At the Woodbridge Group, automation is beneficial for the firm and workers alike. It contributes to improved competitiveness — a necessary precondition for jobs — while making existing jobs easier, more efficient and, from our observations, more enjoyable. Where workers were once required to lift and place heavy sheets of foam, these tasks are now done by machines. Workers are free to do what they do best: oversee processes, ensure quality and work as a team to make the plant more efficient.

Despite many stories like these, concerns over automation decimating the workforce and leaving millions unemployed persist. Is automation driving us toward a jobless future or a more productive and prosperous economy for firms and workers alike? To better understand what’s happening and what’s coming in Ontario, Ontario’s Ministry of Economic Development and Growth and Ministry of Advanced Education and Skills Development commissioned the Brookfield Institute to take a closer look. Our in-depth analysis included systematic reviews of existing literature and data, interviews with over 50 people representing labour, business and developers of technology, and a two-phase citizen engagement process in communities across the province involving roughly 300 individuals. Our work and findings were overseen and reviewed by an expert advisory panel of 14 people with technology, academic and industry expertise.

The extent to which communities and workers are impacted by automation depends on the behaviour of firms — that is, whether they invest in automation technologies. This decision is influenced by a myriad of internal and external factors, including domestic and international competition, changing consumer preferences and the need to maintain output as workers age and retire. The ultimate goal of automation is always to improve productivity, product quality and overall competitiveness.

Given Ontario firm’s track record on technology adoption, large-scale disruption is likely not around the corner. Just as many factors influence tech adoption, others impede it. These include cost barriers and risk aversion, the difficulties associated with integrating new technology in existing legacy systems and — surprisingly — shortages of workers with the skills to properly implement and maintain technology.

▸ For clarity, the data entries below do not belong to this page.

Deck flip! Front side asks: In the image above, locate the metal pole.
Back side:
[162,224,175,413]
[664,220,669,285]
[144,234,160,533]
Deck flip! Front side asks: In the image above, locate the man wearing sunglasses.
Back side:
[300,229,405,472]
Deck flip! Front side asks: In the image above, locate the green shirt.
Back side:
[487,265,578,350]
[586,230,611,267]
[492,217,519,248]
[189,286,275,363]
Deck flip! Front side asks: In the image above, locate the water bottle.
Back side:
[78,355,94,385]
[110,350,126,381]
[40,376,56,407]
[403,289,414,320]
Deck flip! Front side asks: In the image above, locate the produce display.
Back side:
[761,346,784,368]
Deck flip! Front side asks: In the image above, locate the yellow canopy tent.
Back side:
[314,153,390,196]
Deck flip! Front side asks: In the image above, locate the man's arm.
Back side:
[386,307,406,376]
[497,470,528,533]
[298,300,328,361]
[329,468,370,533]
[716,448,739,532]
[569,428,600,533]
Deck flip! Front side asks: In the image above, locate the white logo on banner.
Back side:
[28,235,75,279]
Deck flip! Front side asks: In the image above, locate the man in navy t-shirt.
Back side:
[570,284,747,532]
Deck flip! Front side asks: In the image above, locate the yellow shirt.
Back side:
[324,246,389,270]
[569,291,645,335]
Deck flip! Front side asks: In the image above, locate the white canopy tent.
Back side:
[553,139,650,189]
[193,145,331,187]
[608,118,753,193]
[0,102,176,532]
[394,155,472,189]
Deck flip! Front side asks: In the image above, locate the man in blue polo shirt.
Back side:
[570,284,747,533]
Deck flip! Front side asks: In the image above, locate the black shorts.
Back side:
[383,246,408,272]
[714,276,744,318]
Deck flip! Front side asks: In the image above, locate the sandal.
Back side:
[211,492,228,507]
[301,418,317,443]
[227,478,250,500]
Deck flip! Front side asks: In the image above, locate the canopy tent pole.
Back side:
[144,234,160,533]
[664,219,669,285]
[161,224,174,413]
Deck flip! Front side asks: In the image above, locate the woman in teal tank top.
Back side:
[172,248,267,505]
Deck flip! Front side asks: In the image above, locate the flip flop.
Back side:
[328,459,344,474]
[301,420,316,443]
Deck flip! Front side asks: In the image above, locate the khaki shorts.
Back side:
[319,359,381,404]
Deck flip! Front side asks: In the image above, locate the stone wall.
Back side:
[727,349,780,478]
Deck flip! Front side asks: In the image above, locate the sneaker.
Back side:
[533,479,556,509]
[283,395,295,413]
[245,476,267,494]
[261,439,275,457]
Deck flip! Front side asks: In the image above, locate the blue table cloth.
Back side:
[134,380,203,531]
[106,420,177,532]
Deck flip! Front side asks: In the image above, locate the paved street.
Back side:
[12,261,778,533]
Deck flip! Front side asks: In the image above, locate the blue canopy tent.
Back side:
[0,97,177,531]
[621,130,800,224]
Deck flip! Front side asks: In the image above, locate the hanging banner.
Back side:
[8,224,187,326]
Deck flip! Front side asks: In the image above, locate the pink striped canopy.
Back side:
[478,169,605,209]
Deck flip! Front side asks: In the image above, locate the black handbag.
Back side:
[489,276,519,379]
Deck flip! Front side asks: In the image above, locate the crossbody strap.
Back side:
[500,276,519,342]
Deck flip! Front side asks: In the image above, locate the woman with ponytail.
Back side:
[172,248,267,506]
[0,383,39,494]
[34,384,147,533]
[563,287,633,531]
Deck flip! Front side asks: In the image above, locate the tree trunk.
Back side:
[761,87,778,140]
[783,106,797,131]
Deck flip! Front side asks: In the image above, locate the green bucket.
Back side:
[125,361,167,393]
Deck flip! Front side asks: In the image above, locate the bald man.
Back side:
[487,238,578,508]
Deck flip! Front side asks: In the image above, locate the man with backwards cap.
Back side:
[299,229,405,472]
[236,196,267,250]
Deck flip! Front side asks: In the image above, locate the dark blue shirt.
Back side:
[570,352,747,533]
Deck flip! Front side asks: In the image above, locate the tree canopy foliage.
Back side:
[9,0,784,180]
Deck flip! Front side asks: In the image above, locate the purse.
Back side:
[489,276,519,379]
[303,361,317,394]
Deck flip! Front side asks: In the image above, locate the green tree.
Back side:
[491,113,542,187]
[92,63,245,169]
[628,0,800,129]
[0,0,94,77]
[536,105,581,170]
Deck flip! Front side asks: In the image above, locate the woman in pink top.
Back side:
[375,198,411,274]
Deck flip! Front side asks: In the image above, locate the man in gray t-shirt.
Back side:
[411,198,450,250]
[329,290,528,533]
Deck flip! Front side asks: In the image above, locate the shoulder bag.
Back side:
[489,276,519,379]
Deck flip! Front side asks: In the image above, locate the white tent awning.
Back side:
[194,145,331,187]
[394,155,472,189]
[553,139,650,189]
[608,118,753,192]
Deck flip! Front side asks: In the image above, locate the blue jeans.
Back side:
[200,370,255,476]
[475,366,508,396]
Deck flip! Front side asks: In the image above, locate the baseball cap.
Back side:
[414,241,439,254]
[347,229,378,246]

For many firms in Ontario these barriers significantly inhibit technological adoption. The gap in information and communications technology (ICT) investment between Ontario and the US is substantial and has grown in recent years. In 2015, Ontario firms’ annual ICT investment was 2.39 percent as a share of GDP, versus 3.15 percent in the US and 2.16 for Canada as a whole. This disparity puts a damper on predictions of an imminent automation-driven jobless future.

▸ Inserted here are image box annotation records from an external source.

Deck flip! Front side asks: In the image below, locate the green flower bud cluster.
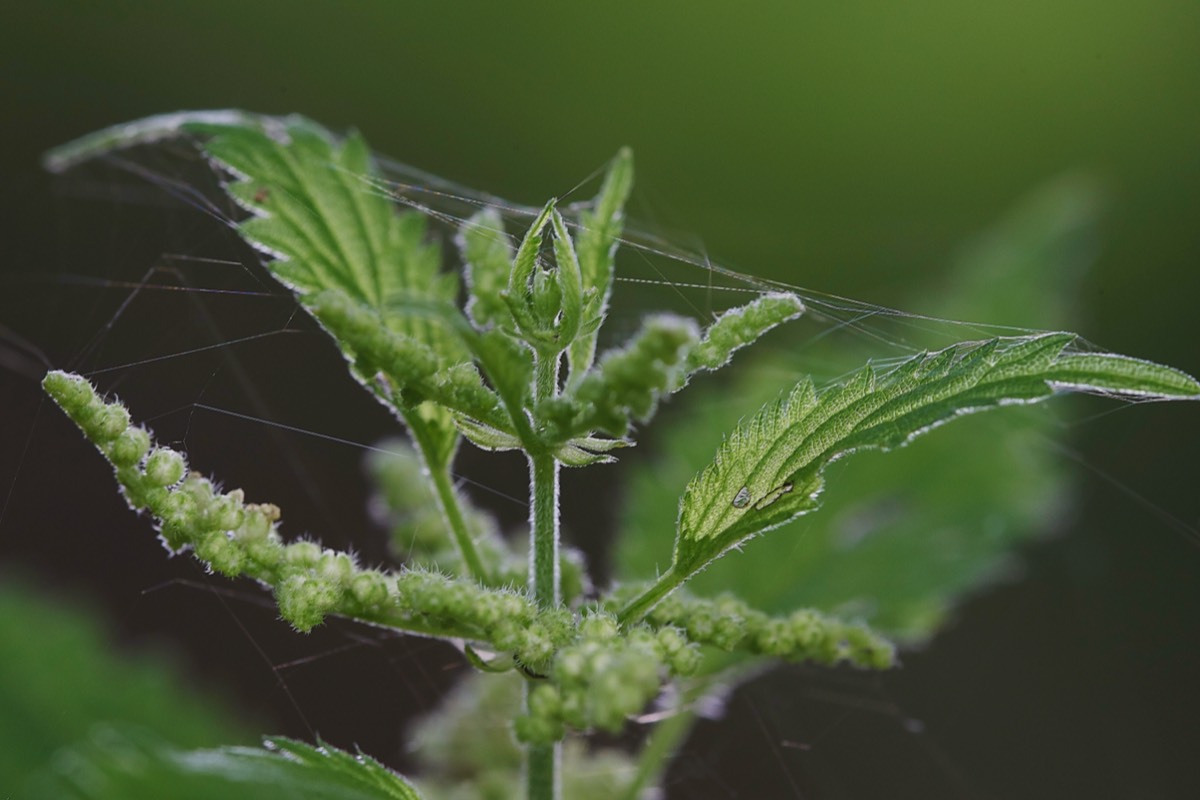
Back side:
[688,293,804,373]
[516,613,701,744]
[367,439,506,566]
[536,314,700,441]
[647,591,895,669]
[43,372,590,672]
[310,289,509,429]
[409,672,637,800]
[43,372,465,636]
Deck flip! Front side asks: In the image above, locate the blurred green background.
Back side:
[0,0,1200,798]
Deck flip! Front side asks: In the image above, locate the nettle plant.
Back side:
[43,112,1200,800]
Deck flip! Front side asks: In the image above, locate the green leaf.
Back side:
[456,209,512,326]
[671,333,1200,604]
[0,573,251,798]
[566,148,634,381]
[614,176,1118,642]
[32,727,420,800]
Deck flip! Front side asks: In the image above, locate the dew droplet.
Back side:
[733,486,750,509]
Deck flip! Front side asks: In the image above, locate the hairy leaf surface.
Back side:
[673,333,1200,587]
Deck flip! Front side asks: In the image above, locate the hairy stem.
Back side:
[620,698,696,800]
[526,354,562,800]
[404,414,488,585]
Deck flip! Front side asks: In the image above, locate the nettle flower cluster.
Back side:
[44,113,1200,798]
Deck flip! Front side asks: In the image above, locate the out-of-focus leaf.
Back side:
[0,578,250,796]
[30,726,420,800]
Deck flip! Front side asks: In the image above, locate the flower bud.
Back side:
[145,447,187,486]
[106,427,150,468]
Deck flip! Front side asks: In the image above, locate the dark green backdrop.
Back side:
[0,0,1200,798]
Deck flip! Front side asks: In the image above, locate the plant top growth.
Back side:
[35,112,1200,800]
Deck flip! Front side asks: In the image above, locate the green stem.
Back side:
[529,354,559,608]
[526,742,563,800]
[617,565,688,626]
[526,354,562,800]
[404,414,488,585]
[620,698,696,800]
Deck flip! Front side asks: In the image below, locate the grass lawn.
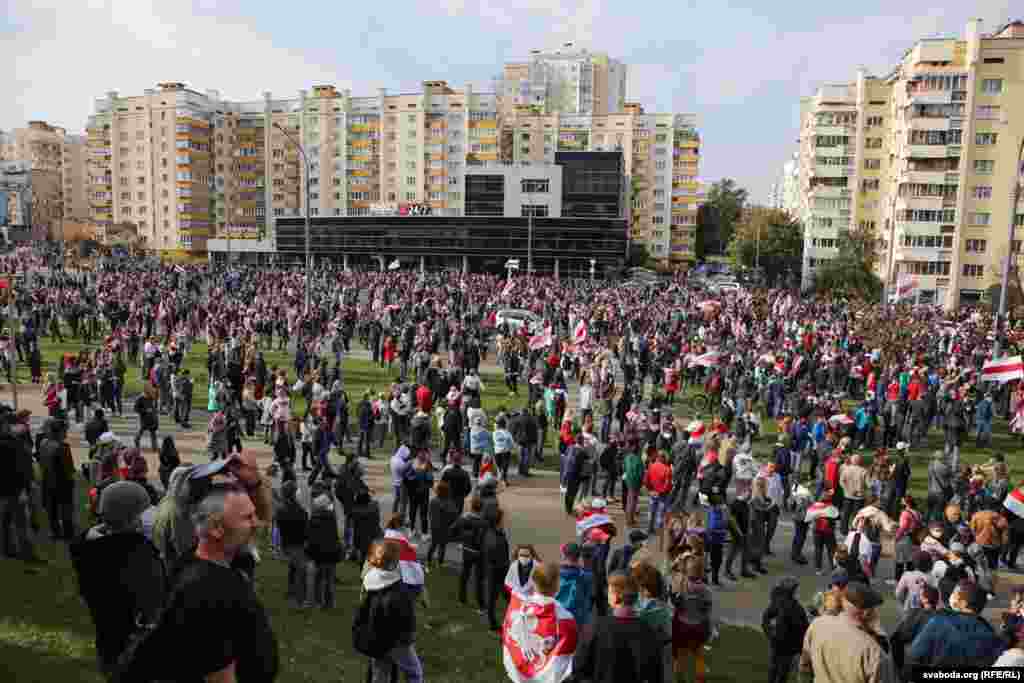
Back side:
[0,489,768,683]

If Ontario firms continue to lag when it comes to tech adoption, the associated decline in competitiveness could spell disaster for them and their workers.

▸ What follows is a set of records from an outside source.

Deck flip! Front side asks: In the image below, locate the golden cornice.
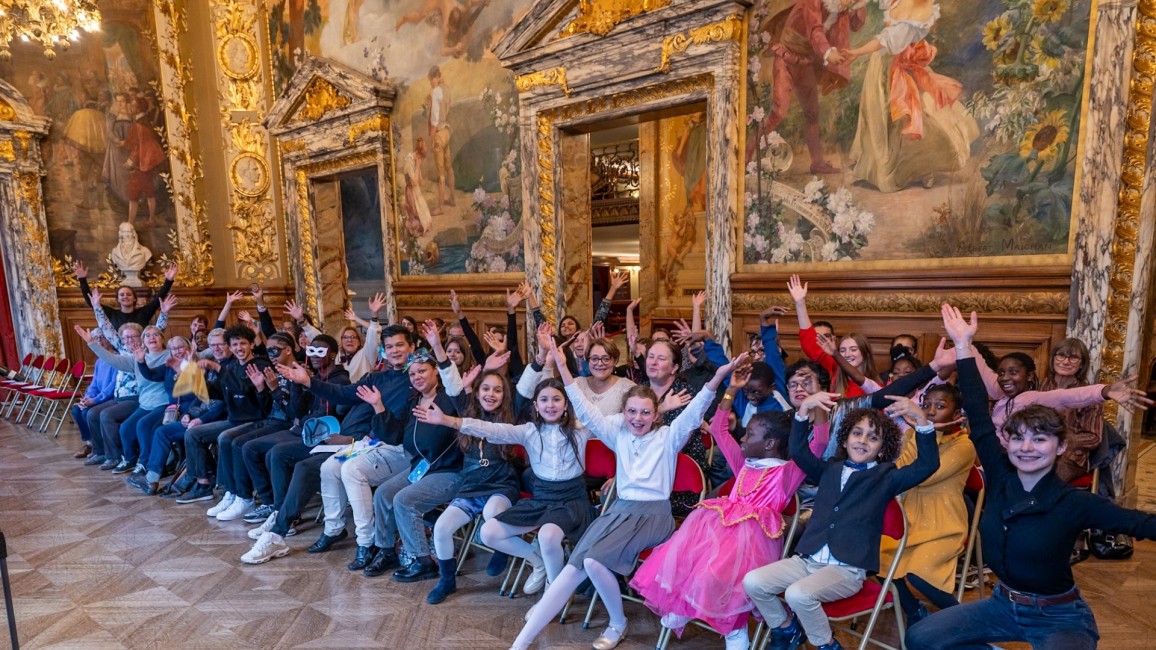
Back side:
[349,115,391,147]
[1099,0,1156,422]
[513,66,570,97]
[654,14,743,72]
[560,0,670,36]
[294,76,353,121]
[731,291,1069,315]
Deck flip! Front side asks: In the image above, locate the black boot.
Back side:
[362,548,400,578]
[425,557,458,605]
[393,556,437,582]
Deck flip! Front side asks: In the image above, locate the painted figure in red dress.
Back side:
[747,0,867,173]
[124,97,165,226]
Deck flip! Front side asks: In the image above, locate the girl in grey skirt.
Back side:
[512,340,747,650]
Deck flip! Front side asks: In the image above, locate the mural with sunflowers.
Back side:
[742,0,1091,265]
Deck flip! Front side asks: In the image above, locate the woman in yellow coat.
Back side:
[880,384,976,626]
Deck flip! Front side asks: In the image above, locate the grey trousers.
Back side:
[742,555,867,647]
[373,468,461,557]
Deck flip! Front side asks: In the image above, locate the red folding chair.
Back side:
[29,361,92,437]
[581,453,706,628]
[955,466,986,603]
[818,498,907,650]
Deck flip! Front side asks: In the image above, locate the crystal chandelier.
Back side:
[0,0,101,60]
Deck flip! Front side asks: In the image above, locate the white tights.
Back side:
[513,557,627,650]
[482,515,565,583]
[434,494,510,560]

In the Canadian manufacturing sector (to which Ontario manufacturers contributed roughly 47 percent of output in 2016), firms’ ICT investment per worker was 57 percent of that of their US counterparts, as of 2013. Despite this lower rate of investment in technology, Ontario experienced sharper declines in employment (5.5 percent from 2001 to 2011) than both the US (4.2 percent) and Germany (4 percent) — jurisdictions with higher rates of technology adoption. This suggests that while automation has enabled many manufacturers to produce more goods with fewer people, low rates of technology adoption may also be a concern for workers.

Without skilled workers, automation simply would not be possible. They are needed at each and every step, to identify inefficiencies and to integrate and oversee technology.

When new technologies are adopted, the impact on workers is a function of how those specific technologies affect business activities, what new skills are needed as a result and whether these new skills are present in the firm’s existing workforce and in the broader labour market.

Automation can help firms retain existing jobs, albeit with different skill requirements. In some instances, employees can be redeployed, often to more interesting, productive and safe work. Automation can also help existing firms expand and new businesses form. Historically, automation has created more jobs than it eliminates, in the long run.

In Ontario’s finance and insurance sector, for example, automation has contributed to improved efficiency, yet employment continues to rise. Between 2002 and 2016, the number of workers required to generate $1 million in output declined from 5.9 to 5.2, but employment expanded by 35 percent, or 85,350 workers. But automation has also contributed to significant shifts in skill requirements, increasing demand for both soft and technical skills, including those related to client experience, sales, and project and risk management, as well as software development and data analysis. This shift is perhaps best exemplified by the impact of the ATM on bank tellers, whose numbers actually increased after ATMs were introduced.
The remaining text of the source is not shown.